I watched a few rodeos last summer. It had been years since I'd been to a rodeo. I really enjoyed them and hope to attend more this summer. I am particularly fond of the barrel racing and bull-riding events.
Barrel racing is just fast. The need for speed. My heart pounds as I hope for the horses to make sharp turns around the barrels, and I can't help but root out loud as those horses dig in and dog it for home.
The steer roping and bulldogging are action packed. Saddle and bareback bronc riding....well, that can leave me a little troubled. Goodness, that isn't surprising for this pony girl, who mostly worries about one of the horses falling and injuring itself. In general, I am not comfortable seeing a horse buck with a rider on it's back.....it just seems so unnatural. Hmm... could that be because in every other realm, a horse bucking with a rider on it's back is not acceptable behavior?
Bull riding is always the final event at a rodeo. Probably because event organizers know it is the big draw of the night.
At the rodeos and the PBR event I attended, I have witnessed numerous wrecks, many which resulted in both minor and major injuries (broken bones.)
The Kevlar vests that bull-riders now wear were the result of the legendary bull-rider Lane Frost's unfortunate death during one of his rides. I heard somewhere that Tuff Hedeman, one of PBR's founders, helped develop the protective gear to prevent what happened to his fellow bull-rider.
Lane Frost pictured with the bull Red Rock.
Along with the vests, I was pleasantly surprised to see many of the bull riders now wearing helmets and face masks. It makes sense, after reading the recent injury reports on the PBR website:
".....sustained a concussion and a neck injury when he landed on his head as he was thrown from his bull in the second round in Albuquerque. He did not compete on Sunday and is questionable for Nampa."
"......sustained a concussion when he was hit in the head by a horn as he was thrown from his second round bull in Albuquerque and a bruised right thigh (quadriceps), a bruised left groin, and a bruised right flank when he was stepped on after he landed. He did not compete on Sunday and is not expected to compete in Nampa."

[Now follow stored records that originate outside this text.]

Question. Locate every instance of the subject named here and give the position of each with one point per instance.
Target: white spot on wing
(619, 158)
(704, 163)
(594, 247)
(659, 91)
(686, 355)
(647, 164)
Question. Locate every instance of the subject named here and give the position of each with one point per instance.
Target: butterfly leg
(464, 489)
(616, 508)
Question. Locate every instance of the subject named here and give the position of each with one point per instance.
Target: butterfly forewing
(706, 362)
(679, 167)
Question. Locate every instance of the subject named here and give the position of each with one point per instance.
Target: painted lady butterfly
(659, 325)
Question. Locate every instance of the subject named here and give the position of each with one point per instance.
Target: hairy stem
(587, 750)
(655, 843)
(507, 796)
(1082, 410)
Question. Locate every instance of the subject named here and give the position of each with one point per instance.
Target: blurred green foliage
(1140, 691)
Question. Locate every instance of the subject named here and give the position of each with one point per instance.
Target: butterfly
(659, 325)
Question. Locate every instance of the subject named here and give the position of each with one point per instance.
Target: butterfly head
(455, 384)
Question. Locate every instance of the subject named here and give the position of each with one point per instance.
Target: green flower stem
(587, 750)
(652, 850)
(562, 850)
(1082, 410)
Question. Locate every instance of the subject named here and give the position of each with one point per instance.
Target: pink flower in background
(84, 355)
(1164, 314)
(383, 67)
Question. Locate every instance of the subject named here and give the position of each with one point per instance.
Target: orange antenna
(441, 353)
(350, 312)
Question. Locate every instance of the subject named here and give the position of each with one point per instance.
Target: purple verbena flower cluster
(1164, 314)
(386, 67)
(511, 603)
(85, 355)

"......sustained a concussion when he was stepped on after being thrown from his bull in the second round in Albuquerque. He did not compete on Sunday but is probable for Nampa."
By the way, if you didn't notice, all of those injuries occurred at the same event. Best wishes to those boys for a speedy recovery!

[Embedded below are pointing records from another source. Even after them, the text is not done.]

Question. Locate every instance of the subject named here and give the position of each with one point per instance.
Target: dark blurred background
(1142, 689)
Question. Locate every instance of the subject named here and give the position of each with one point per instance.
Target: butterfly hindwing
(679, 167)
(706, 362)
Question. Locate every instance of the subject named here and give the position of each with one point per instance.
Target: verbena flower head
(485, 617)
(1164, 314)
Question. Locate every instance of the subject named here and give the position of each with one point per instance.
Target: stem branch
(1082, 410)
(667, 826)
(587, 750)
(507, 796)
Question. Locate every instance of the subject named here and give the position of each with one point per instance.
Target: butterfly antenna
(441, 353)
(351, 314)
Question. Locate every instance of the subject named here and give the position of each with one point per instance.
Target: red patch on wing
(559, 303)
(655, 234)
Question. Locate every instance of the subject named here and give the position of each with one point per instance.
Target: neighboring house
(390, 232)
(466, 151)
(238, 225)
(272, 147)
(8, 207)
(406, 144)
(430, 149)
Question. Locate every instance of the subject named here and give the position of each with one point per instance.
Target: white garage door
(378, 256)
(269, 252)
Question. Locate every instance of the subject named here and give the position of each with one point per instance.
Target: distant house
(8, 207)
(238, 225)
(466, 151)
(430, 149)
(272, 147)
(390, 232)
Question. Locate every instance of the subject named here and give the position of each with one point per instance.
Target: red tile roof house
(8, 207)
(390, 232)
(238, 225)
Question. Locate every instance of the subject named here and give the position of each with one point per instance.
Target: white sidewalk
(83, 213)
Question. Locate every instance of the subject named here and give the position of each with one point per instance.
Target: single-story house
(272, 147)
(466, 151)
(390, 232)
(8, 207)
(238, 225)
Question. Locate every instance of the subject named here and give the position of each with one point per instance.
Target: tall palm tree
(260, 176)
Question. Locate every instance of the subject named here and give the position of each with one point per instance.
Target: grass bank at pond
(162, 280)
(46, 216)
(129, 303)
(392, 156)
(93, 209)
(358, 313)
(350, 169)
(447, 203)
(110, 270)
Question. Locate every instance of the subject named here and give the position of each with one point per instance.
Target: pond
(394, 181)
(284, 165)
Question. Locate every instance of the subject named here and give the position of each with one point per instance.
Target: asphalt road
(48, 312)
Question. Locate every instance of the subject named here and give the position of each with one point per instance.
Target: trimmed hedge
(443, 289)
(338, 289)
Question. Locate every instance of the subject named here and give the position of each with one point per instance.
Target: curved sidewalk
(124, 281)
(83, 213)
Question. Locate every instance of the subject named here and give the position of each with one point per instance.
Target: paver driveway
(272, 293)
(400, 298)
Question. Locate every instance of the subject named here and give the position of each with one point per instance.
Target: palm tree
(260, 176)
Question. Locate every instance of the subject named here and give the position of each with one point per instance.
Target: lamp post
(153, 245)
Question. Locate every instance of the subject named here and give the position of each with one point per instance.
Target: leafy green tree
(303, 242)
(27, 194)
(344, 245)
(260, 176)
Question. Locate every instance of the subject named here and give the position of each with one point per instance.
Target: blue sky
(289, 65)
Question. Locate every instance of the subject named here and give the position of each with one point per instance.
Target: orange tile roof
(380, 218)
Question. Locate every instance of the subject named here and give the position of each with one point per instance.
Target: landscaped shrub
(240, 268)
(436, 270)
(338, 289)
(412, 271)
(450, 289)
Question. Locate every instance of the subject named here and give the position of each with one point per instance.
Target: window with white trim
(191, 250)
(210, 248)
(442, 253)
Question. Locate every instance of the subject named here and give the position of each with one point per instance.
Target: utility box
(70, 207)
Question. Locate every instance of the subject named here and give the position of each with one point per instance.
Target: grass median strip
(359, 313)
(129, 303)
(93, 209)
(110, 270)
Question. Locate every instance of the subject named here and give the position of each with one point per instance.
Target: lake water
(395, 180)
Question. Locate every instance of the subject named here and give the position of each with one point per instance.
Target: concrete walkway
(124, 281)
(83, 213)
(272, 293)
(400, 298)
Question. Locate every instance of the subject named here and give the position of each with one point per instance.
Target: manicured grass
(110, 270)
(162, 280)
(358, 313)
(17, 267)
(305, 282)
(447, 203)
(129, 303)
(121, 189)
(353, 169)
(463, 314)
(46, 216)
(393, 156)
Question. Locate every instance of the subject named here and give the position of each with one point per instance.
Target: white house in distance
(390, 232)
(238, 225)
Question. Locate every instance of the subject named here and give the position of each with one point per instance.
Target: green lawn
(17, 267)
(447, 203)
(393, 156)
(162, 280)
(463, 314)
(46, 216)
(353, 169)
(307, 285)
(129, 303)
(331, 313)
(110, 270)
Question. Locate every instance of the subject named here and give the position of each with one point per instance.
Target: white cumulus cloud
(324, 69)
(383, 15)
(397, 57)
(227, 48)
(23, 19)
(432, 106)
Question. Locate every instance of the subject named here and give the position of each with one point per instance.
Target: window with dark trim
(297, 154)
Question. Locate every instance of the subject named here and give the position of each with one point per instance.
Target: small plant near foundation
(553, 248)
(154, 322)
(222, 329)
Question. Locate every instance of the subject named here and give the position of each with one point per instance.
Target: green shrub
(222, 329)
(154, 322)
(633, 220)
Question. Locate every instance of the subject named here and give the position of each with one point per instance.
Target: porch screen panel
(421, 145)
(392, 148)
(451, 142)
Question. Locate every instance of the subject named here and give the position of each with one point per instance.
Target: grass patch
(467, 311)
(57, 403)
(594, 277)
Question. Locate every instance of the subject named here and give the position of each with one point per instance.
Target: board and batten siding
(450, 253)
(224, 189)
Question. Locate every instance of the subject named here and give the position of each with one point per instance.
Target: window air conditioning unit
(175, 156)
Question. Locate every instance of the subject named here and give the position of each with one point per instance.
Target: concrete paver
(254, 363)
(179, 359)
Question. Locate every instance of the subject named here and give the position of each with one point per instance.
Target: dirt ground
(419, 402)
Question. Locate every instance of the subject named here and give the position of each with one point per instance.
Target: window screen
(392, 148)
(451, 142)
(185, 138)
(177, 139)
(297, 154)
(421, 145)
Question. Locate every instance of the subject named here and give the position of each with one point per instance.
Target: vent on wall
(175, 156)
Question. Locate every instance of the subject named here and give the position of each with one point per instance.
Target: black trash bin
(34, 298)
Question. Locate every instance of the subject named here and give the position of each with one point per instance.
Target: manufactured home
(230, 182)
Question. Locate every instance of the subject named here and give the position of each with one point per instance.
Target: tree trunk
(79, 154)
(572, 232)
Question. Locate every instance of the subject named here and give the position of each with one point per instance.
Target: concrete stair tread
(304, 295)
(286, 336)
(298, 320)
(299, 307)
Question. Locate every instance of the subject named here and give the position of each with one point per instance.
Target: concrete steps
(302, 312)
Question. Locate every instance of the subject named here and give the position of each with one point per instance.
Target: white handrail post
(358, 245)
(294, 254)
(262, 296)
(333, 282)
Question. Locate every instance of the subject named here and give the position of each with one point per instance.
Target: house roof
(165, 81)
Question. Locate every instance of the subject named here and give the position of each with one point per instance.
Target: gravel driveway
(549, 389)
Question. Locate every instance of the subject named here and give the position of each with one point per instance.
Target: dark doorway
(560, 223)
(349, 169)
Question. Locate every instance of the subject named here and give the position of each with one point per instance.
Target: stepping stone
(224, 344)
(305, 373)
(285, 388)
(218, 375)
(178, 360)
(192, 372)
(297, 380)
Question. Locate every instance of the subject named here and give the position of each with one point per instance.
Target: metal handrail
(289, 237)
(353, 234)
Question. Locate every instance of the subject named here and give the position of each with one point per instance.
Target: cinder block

These riders tally up so many concussions throughout their careers, it's downright scary. And few of them are a day over 30 years old. Their bodies are so broken down, and many of them will suffer permanent aches and pains for the rest of their lives.
Is it wrong of me to like the thrill of bull riding? Yes, it's exciting to watch a rider, especially a fan favorite, ride for 8 seconds, bounce off the bull, land on his feet, and raise his arms triumphantly at the crowd. However, when one gets tossed hard, maybe stepped on, or caught up in his hand strap and dragged around under the bull, you feel your heart stop beating until you know he's okay. Then you breathe and think whew. The little adrenaline rush I get from watching this drama is strangely addictive. And that is where the guilt comes in. I don't like watching man or beast get hurt. Yet, we watch it. Is that what makes the sport attractive?

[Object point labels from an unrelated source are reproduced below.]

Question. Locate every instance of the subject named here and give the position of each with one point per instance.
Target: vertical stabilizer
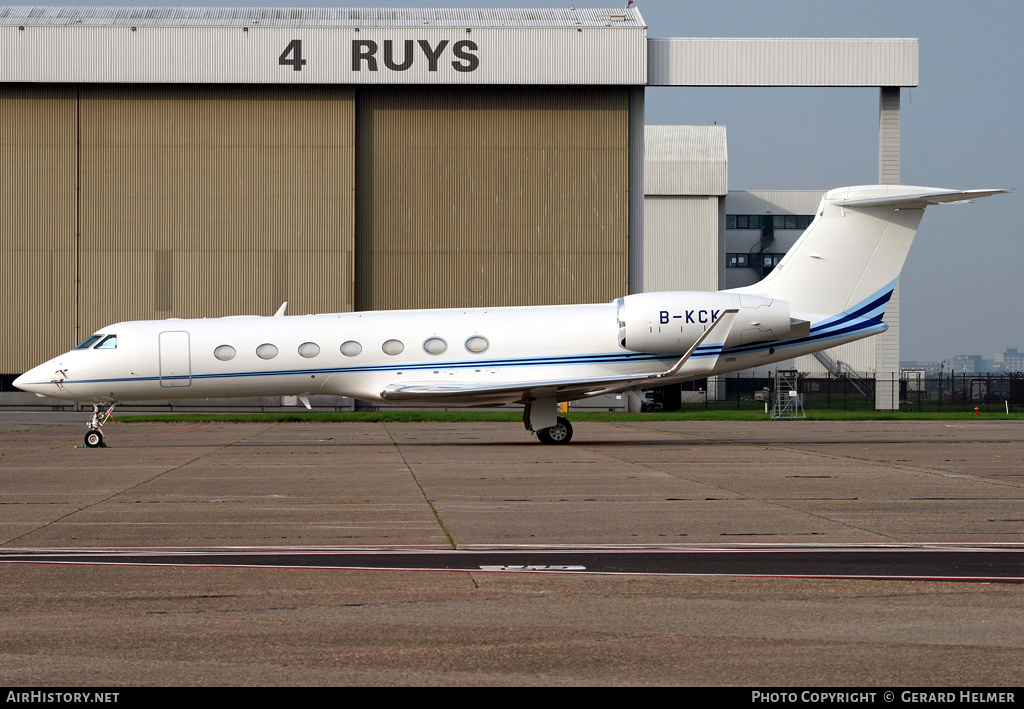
(849, 258)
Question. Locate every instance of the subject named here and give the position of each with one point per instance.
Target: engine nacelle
(668, 323)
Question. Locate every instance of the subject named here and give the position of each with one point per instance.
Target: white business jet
(829, 289)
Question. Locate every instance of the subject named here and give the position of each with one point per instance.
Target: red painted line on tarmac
(192, 427)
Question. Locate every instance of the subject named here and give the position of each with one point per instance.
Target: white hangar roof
(322, 45)
(418, 46)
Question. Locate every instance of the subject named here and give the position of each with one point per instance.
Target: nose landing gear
(94, 436)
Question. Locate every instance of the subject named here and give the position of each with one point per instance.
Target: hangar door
(492, 196)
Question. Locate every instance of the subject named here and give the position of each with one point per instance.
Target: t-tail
(846, 264)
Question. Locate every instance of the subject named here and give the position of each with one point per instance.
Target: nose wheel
(94, 439)
(100, 414)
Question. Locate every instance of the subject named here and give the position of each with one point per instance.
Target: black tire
(558, 434)
(93, 439)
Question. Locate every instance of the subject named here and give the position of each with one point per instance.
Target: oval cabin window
(477, 343)
(434, 345)
(392, 347)
(351, 348)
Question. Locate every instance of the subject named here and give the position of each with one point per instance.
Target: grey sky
(961, 290)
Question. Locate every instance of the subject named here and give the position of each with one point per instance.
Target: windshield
(88, 342)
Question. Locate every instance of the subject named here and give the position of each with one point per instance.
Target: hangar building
(190, 162)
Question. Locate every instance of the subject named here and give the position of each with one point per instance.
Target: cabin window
(88, 342)
(266, 351)
(434, 345)
(477, 343)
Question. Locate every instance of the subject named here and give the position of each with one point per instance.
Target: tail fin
(850, 256)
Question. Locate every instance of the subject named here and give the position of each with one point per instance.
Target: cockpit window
(88, 342)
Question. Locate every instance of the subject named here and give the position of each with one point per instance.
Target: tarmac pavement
(492, 486)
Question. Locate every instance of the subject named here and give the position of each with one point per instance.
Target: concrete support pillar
(889, 135)
(887, 344)
(636, 188)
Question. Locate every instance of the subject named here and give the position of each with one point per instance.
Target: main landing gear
(559, 433)
(541, 416)
(100, 414)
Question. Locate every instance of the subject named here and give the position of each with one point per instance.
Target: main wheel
(559, 433)
(94, 439)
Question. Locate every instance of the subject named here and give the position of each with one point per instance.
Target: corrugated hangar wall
(38, 218)
(138, 202)
(213, 201)
(492, 196)
(126, 203)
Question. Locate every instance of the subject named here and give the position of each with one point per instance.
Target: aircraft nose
(36, 381)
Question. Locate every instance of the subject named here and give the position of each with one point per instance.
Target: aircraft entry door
(175, 363)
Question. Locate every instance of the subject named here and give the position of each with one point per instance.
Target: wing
(562, 389)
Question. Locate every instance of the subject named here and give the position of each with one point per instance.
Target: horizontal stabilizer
(918, 201)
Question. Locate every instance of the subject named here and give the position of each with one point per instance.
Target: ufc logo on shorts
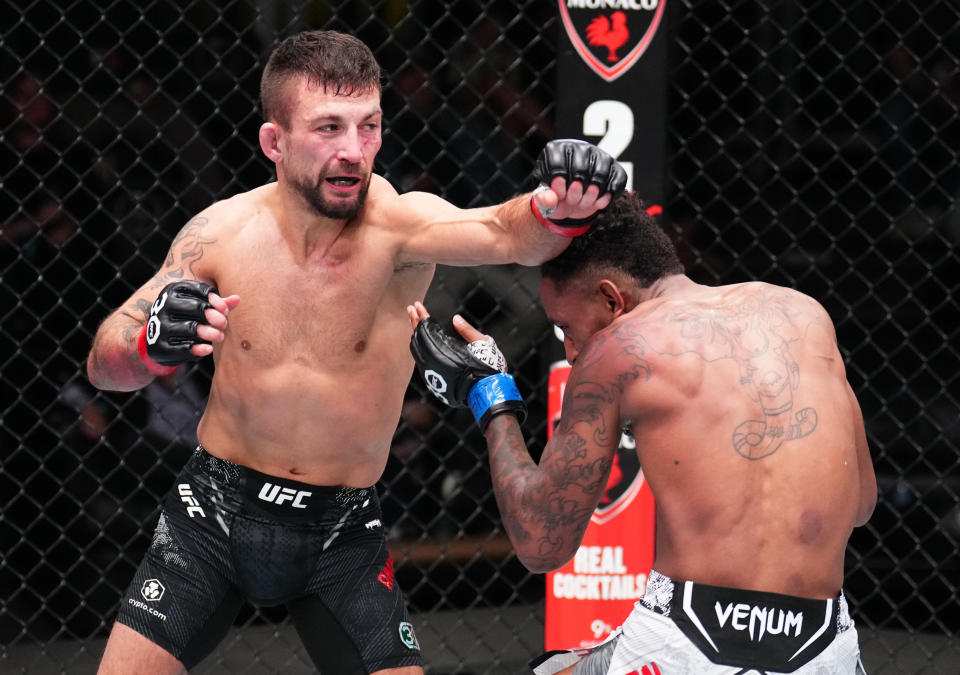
(186, 496)
(277, 495)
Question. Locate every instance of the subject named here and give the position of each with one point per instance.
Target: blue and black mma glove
(575, 160)
(171, 330)
(466, 374)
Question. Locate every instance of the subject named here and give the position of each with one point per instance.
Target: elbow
(868, 502)
(539, 562)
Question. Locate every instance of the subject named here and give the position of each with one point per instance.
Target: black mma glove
(576, 160)
(465, 375)
(170, 332)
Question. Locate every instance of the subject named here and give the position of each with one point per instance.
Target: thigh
(353, 617)
(128, 651)
(181, 597)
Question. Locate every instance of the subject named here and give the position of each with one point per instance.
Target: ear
(613, 297)
(270, 141)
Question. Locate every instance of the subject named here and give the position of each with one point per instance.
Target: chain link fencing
(809, 144)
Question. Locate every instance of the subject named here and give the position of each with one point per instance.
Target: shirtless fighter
(313, 274)
(747, 431)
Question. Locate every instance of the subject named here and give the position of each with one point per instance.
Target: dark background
(808, 144)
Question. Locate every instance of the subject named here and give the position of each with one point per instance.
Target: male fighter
(313, 273)
(747, 431)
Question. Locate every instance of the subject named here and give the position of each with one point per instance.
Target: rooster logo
(610, 44)
(611, 33)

It's a sport for the riders, and entertainment for the viewers. Those bull-riders feel compelled and driven to master those bulls, as many horseback riders do their equines, whether it be dressage or reining. They risk their lives every time they climb onto the massive back of a bull. Yet there is probably nothing else they'd rather do.
A friend just loaned me this book. Have you heard of it? It is written by a reporter who chronicled "a year in the life" of the riders on the 2004 PBR tour. I just started it, but so far it's an insightful read.
What about you? Are you a bull-riding fan? A rodeo fan? P.R.C.A or P.B.R fan, or both?